The idea that you would withhold a team because of injuries on its roster, regardless of whether the injured player was a Heisman candidate or not, is ludicrous and retarded. Alabama once benched it starting QB in the middle of a national championship game!
I can't think of any other instance where this has ever happened in any sport in the history of mankind; denying an entire team a deserved postseason opportunity because of an injury to one player. An injury that they persevered through with a rivalry road win AND a conference championship. It's shameful. It's retarded, and the people defending it sound retarded by defending what is clearly indefensible.
Richard Sherman is 100% right here. It goes against the idea of the underdog, and pads the belly of the fat-cat who skated in because of politics.

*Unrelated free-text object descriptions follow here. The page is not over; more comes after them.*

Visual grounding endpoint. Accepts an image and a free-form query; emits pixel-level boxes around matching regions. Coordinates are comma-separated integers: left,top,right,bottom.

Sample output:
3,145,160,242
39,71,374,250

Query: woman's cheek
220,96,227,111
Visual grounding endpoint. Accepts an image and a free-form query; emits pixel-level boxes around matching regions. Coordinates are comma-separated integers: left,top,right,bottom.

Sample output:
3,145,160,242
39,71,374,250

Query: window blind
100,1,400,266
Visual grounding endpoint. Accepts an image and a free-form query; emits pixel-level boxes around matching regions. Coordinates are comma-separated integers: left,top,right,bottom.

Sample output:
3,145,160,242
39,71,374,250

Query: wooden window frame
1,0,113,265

Why are you so heated and calling people 'retarded' over a playoff for Division I college football? Which, I remind you, has had some level of arbitrariness in its rankings going back over a hundred years?

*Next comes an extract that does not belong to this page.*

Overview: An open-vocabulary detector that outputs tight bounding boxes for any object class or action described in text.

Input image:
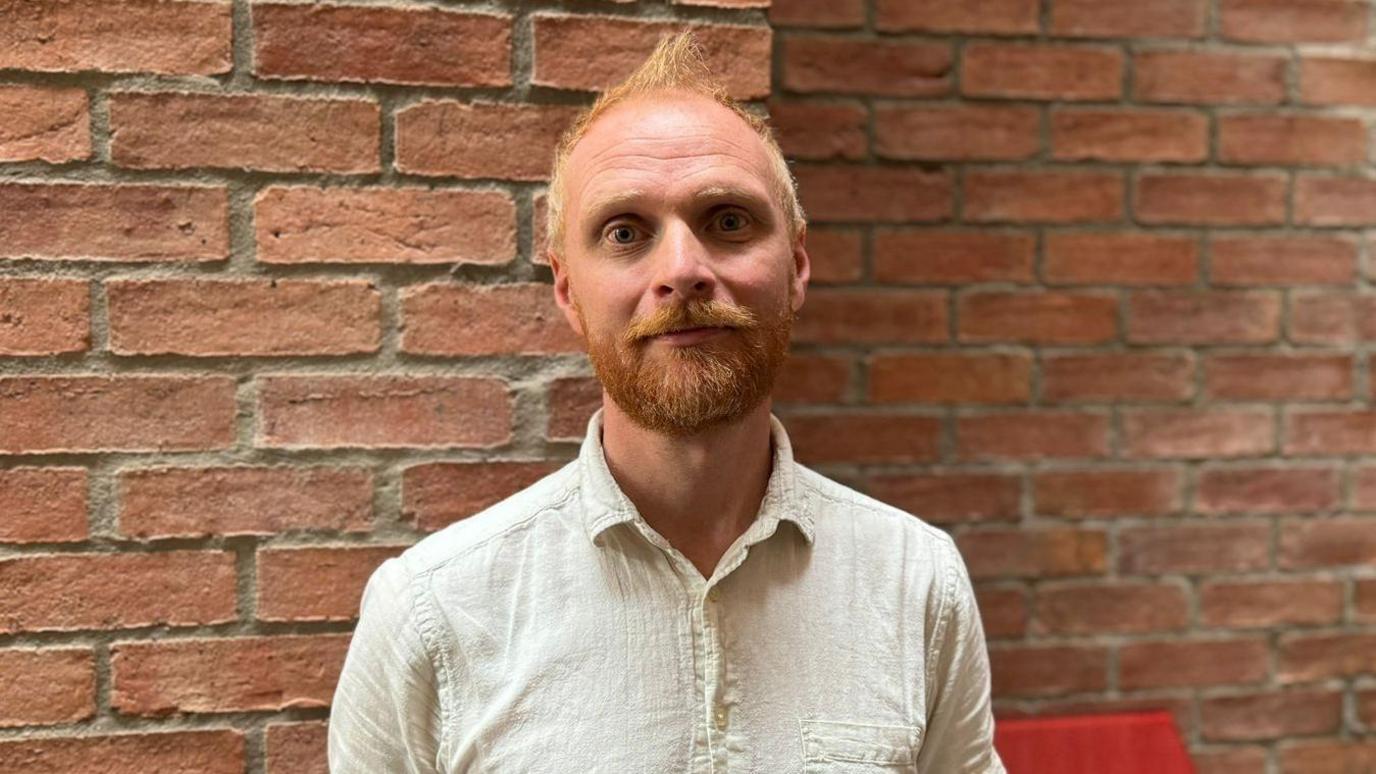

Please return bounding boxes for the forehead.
[564,92,777,218]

To use your own language: what other sport can you think of which has multiple years showcasing more than one "national champion" or more than one "#1 team"?
The expansion from two teams to four teams was done by a BCS Commission who had little interest in the playoff, so they did it crappily (and only, I would say, to the extent they would avoid being target of further antitrust litigation, especially after the financial scandals related to the 2010 Fiesta Bowl between TCU and Boise State); they were too invested (at the time) in the prestige of the traditional bowl games. I doubt the thought of situations like this one ever crossed their minds. Heck, had it not been for inter-conference disputes arising as a result of Texas and Oklahoma wanting to leave the Big 12 to join the SEC, we might've expanded the playoff by now, and all this drama would have been avoided.
But that's the weird chimera of Division I college football: the only college sport without an NCAA-sanctioned tournament; where, because rankings are determined by more than just one's record, "style points" are always in the back of everyone's mind (because why else do you think there's so much back-and-forth between Alabama and FSU fans now over 'who beat who and by how much'?). What other sport can you think of where teams have a preliminary ranking before the season even begins? What other sport can you think of where ranking placements week-to-week can be determined by what pollsters or a committee *think* about your capacity to beat another team (whether or not you actually play them)?
Compare Division I to the professional equivalent, where style points don't matter in terms of rankings: only whether you win or lose.
It would be something if Division I football had only ever been about your "win-loss" record, and the College Football Playoff was an aberration from that. But it's never just been that; and anyone acting like it's ever been otherwise must have very short memories.
I like the way you layed that out so clearly!
Maybe that will hush a lot of the whiners about FSU.
FSU had a great season. Strength of schedule matters.
But the fact that FSU played only 2 teams good enough to be in the final rankings -- I'm simply not impressed enough with FSU to put them in the top 4.
If I was Michigan I'd hate, hate, hate, hate, hate all of the pundits who are telling Bama that they don't deserve to be in the playoffs. That's what Saban referred to two years ago as yummy rat poison.
“The quarterback in the Louisville game was 8 of 21 for 55 yards.”
Wasn’t that the 3rd string QB because 2nd string was out with a concussion?